EVENT: Kirsch Import und Gordon & MacPhail präsentieren ältesten Single Malt der Welt in Frankfurt (Glenlivet 80 Years)

Am 7. Oktober wird der derzeit älteste Single Malt der Welt bei Sotheby's in Hongkong unter den Hammer kommen: ein 80 Jahre alter Glenlivet. In Frankfurt wurde er einem kleinen Kreis von Whisky-Connaisseuren vorgestellt. Mein Eindruck: Der Geschmack ist gigantisch gut. Der Preis ist es auch.

Stephen Rankin präsentiert den ältesten Single Malt der Welt in Frankfurt. / Foto: MargareteMarie

Whisky-Events sind immer etwas besonderes, denn jeder Whisky-Moment ist auf seine Art einzigartig und unwiederbringbar. Aber das Glenlivet-Event, das vor einigen Tagen in Frankfurt statt fand, war unvergleichlich. 

Eingeladen hatte Gordon & MacPhail in Zusammenarbeit mit Kirsch Import, und präsentiert wurde der älteste Single Malt der Welt. 80 Jahre lang reifte der Whisky aus der Glenlivet Distillery in einem First  Fill Sherry-Fass, ehe er am 5. Februar 2020 abgefüllt wurde. 

The Venue

Der Ort der Präsentation, den die Mitarbeiter von Kirsch Import ausgewählt hatten, war äußerst passend für das Event. Das "Le Panther"  befindet sich in einem ehemaligen kleinen Gründerzeitpalais am Bethmann-Park und bot mit seinem edel gestylten und dennoch familiären Ambiente genau den richtigen Rahmen. Geladen waren etwa zwei dutzend Gäste, vor allem Händler und Vertreter der schreibenden Zunft. 

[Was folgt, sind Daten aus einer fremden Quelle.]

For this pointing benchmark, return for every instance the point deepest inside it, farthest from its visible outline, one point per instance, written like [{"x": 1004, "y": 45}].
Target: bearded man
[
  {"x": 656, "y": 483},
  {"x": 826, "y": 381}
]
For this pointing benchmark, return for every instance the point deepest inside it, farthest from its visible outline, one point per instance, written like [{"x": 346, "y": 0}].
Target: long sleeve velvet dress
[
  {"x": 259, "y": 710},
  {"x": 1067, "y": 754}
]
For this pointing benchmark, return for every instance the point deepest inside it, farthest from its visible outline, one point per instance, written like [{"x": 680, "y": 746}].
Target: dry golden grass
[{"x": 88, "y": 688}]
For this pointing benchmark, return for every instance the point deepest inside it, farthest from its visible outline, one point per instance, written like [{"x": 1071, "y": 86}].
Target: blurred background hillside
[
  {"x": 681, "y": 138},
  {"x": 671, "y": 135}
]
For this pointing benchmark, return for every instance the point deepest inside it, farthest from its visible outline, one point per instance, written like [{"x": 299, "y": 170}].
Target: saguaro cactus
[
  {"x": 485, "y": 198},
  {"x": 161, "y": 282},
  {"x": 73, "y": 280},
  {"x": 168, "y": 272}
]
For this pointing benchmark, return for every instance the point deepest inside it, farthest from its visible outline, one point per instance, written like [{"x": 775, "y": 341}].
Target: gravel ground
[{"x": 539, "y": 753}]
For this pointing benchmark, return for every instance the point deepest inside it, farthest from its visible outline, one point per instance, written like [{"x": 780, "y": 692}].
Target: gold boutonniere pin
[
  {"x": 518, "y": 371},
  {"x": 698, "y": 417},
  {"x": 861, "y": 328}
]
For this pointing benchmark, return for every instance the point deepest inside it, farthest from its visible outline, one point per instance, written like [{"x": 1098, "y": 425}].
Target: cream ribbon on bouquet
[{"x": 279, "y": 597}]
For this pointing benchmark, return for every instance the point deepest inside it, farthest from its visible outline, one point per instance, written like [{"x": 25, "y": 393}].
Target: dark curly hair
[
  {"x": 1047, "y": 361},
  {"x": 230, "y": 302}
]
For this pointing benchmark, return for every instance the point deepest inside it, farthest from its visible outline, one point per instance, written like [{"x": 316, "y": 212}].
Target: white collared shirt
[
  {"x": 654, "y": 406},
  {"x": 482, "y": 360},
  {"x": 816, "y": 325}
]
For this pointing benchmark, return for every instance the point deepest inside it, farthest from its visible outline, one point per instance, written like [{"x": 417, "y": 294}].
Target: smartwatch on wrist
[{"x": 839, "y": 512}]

Zwei Skeptiker. / Foto: MargareteMarie

In Europa wurde der Whisky nur in Frankfurt und Paris präsentiert, und es ist auch eine sehr schöne Wertschätzung für den deutschen Importeur, dass Frankfurt einer der wenigen weltweit auserwählten Orte war, wo dieser Whisky vorgestellt wurde. Zu diesem Anlass waren Stephen Rankin, Director of Prestige bei G&M und Repräsentant der vierten Generation der Familie Urquhart sowie Gordon Muir, Head of Sales Europe, eigens in die Mainmetropole angereist.

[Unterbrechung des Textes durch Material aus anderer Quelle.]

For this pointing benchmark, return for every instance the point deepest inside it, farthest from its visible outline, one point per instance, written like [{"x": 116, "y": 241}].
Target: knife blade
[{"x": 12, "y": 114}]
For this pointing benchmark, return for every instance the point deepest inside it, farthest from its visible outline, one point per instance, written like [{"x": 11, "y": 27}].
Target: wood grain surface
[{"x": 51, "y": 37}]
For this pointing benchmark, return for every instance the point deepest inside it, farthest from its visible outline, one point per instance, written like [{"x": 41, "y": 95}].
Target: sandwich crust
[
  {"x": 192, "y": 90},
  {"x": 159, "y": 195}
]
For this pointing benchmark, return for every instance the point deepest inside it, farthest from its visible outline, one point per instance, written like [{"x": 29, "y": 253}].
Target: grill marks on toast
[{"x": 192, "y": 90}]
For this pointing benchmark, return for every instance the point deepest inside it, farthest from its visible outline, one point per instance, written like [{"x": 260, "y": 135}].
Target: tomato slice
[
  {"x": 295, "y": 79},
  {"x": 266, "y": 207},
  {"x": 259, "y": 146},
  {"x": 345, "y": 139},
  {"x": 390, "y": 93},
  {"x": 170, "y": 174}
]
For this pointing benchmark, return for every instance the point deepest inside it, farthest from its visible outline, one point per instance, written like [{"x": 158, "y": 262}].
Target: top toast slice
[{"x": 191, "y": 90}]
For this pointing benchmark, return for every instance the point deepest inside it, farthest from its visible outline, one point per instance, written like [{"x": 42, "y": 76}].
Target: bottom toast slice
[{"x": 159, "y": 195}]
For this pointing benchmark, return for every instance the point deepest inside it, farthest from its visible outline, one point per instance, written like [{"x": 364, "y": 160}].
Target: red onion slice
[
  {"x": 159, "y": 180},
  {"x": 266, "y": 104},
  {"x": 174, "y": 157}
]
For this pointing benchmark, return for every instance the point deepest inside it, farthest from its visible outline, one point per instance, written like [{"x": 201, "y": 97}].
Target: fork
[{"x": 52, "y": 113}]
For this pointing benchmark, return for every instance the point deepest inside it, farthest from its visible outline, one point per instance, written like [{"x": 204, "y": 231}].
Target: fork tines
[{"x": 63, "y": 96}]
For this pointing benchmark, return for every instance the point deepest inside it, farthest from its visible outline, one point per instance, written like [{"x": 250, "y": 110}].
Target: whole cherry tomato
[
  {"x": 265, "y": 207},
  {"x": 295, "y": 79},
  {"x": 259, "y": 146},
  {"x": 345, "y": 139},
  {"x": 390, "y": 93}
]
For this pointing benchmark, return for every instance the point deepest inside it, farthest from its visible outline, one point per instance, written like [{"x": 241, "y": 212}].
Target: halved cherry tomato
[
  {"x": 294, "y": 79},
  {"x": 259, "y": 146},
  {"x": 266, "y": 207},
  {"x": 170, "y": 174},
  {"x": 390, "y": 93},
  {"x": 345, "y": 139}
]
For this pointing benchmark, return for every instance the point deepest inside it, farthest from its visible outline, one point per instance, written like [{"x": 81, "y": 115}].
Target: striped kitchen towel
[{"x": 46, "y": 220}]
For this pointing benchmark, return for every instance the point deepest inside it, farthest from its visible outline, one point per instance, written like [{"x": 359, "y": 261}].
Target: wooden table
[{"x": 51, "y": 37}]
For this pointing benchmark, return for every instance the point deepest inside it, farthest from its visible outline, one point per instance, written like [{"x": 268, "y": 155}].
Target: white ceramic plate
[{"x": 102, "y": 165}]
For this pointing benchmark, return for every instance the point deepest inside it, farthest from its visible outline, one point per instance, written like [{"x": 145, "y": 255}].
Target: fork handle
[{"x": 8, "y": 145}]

Zur Begrüßung gab es zunächst einen Cocktail nach Wahl, gemixt von Profi-Bartender Christoph Henkel, der eigentlich ein Spezialist für Rum-Cocktails ist, der uns aber auch leckere Whisky-Cocktails ins Glas gezaubert hat.

Sorgten dafür, dass es den Gästen an nichts fehlte: Maik Ahlers vor und Christian Henkel hinter dem Brett. / Foto: MargareteMarie

Für mich war es das absolute Highlight des Jahres. Wann hat man schon mal Gelegenheit, einen 80 Jahre alten Whisky zu probieren. 

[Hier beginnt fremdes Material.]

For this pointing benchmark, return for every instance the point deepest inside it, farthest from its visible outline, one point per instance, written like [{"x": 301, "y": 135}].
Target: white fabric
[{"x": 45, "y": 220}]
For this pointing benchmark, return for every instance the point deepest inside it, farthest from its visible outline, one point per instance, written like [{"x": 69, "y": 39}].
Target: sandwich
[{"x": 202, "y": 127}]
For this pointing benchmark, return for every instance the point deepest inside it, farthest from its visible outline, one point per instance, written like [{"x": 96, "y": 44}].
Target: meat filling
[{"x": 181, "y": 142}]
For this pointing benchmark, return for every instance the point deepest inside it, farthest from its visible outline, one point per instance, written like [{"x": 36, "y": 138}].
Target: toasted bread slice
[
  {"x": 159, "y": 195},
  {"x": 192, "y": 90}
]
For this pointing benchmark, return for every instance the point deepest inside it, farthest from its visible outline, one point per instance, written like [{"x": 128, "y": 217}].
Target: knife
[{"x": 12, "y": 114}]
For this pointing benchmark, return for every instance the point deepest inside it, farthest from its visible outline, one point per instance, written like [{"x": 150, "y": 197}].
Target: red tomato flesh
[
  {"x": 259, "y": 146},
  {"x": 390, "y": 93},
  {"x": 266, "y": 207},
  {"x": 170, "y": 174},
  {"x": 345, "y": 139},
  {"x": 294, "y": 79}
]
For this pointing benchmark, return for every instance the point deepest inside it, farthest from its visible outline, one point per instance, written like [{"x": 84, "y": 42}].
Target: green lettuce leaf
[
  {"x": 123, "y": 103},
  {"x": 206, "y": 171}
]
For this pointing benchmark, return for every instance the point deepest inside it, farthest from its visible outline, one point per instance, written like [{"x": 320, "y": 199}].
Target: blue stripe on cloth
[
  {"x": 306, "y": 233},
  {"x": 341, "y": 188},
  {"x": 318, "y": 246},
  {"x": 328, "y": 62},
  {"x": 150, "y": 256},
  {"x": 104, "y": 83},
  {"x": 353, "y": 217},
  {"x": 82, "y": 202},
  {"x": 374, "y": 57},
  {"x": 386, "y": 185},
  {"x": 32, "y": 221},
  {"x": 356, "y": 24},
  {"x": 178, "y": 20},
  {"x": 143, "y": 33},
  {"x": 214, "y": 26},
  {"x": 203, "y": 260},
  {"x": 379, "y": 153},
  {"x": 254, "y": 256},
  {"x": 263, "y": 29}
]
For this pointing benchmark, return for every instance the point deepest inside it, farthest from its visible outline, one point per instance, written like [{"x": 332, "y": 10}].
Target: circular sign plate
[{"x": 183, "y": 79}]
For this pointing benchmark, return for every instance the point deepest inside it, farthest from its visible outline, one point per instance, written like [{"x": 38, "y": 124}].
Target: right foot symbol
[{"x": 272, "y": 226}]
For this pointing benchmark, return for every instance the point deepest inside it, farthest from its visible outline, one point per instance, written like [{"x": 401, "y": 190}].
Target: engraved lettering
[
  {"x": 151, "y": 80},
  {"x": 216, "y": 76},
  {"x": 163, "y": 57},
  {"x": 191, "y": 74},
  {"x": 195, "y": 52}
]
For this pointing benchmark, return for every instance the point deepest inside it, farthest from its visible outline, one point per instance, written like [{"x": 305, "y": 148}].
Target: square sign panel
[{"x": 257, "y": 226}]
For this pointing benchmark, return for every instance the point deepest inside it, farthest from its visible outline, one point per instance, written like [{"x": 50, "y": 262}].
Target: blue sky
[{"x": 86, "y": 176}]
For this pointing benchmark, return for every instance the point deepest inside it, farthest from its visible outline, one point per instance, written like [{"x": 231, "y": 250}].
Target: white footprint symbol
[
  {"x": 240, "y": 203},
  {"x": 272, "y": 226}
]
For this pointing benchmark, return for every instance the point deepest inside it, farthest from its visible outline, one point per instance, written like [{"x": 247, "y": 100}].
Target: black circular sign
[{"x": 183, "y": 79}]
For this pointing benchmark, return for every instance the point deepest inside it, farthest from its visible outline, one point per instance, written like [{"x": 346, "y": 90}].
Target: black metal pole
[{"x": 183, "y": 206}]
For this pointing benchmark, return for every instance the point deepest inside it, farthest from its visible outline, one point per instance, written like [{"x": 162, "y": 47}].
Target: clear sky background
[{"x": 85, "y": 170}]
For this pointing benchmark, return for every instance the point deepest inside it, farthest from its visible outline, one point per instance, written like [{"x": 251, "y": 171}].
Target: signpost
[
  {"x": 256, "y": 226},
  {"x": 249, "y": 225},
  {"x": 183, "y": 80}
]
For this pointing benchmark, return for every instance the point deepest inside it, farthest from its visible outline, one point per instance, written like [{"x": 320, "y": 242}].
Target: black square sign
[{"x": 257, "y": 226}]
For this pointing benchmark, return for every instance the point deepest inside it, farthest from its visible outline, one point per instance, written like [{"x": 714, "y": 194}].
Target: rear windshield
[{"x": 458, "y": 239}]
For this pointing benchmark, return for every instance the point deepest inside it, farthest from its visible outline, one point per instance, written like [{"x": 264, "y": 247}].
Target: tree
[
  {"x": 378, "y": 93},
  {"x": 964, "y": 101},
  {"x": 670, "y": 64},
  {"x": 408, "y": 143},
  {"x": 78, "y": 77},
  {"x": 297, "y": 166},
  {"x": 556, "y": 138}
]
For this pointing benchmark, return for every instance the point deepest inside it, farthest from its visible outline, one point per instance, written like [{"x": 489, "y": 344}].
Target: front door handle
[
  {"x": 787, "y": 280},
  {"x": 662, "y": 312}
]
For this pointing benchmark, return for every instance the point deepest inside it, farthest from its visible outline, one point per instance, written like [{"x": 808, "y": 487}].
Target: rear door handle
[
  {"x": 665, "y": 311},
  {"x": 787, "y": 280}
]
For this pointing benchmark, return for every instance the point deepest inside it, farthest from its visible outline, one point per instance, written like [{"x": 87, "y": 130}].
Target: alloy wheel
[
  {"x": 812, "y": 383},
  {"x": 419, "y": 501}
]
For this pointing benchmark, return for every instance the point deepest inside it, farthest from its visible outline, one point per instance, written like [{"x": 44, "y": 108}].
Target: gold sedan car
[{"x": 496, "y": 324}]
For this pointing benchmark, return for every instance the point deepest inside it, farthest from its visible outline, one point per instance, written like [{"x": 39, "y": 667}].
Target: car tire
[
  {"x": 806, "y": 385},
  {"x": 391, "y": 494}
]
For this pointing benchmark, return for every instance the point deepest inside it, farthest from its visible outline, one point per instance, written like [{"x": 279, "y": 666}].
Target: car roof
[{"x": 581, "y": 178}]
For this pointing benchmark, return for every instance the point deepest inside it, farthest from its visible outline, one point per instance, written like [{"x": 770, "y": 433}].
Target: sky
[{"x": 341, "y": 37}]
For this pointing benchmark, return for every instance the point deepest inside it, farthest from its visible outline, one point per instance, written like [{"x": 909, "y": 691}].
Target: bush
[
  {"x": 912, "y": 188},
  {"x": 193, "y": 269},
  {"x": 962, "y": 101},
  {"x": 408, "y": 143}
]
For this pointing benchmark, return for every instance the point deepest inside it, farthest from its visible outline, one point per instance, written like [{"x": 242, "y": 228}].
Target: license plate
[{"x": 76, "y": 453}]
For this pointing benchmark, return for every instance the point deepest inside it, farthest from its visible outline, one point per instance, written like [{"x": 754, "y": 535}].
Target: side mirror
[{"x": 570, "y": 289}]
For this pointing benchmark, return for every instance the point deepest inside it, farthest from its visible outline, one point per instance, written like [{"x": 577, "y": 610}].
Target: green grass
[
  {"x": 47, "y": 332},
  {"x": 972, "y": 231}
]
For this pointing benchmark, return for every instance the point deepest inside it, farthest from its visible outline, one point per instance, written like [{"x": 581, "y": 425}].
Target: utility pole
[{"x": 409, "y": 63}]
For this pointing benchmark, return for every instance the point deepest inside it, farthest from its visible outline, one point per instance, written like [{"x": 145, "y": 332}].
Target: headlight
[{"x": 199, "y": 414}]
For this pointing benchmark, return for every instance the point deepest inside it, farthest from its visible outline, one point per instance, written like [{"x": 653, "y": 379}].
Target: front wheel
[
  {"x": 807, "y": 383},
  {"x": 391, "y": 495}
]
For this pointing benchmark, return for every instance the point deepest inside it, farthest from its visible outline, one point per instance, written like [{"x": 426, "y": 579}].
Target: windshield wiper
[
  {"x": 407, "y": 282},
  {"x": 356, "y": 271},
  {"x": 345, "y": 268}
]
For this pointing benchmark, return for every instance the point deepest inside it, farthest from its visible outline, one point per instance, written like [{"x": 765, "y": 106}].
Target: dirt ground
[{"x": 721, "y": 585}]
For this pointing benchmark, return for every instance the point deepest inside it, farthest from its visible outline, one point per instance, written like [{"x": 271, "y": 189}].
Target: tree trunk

Entsprechend gespannt war ich natürlich. Schmeckt so ein alter Whisky überhaupt noch? Oder schmeckt er nur noch nach Holz? Oder noch schlimmer - schmeckt er vielleicht muffig und flach? 

Kleiner Plausch mit Whisky-Autor Ernie Scheiner. / Foto: Kirsch Import

Wahrscheinlich geht es euch da genau wie mir, es fehlen einem in diesen hohen Altersregionen einfach die Erfahrungswerte. Immerhin hatte ich vor einigen Jahren schon einige Samples der Dalmore Constellation Collection probieren können, und auch einige sehr alte Glenfarclas aus den 1950er und 1960 Jahren hatte ich vor einiger Zeit in Limburg probiert - noch bevor man bei Glenfarclas die Whiskymesse in Las Vegas entdeckte. Ein 43 Jahre alter Speyside-Whisky aus dem Sherry But, abgefüllt von der Whisky Agency, gehört bis heute zu meinen absoluten Lieblingen. Aber 80 Jahre? Einen so alten Whisky hatte ich noch nie im Glas. Alle anderen Gäste aber vermutlich auch nicht. Ist schließlich der älteste Whisky der Welt.

80 Jahre 

Man muss sich diese Zeitspanne  mal in Ruhe vorstellen. Am 3. Februar 1940 wurde das Fass in der Glenlivet Distillery mit frisch gebranntem Destillat befüllt.  Im gleichen Jahr veröffentlichte Ernst Hemmingway  das Buch "Wem die Stunde schlägt", Hitler begann die Luftschlacht gegen England, der Vater des späteren amerikanischen Präsidenten Kennedy war Botschafter in London und fädelte zusammen mit Sir James Calder, dem Vorsitzenden der schottischen Distillers Company, einen Whisky-Deal nach dem anderen ein, meine Mutter ging erstmals in die Schule und an mich hat damals noch überhaupt niemand gedacht. 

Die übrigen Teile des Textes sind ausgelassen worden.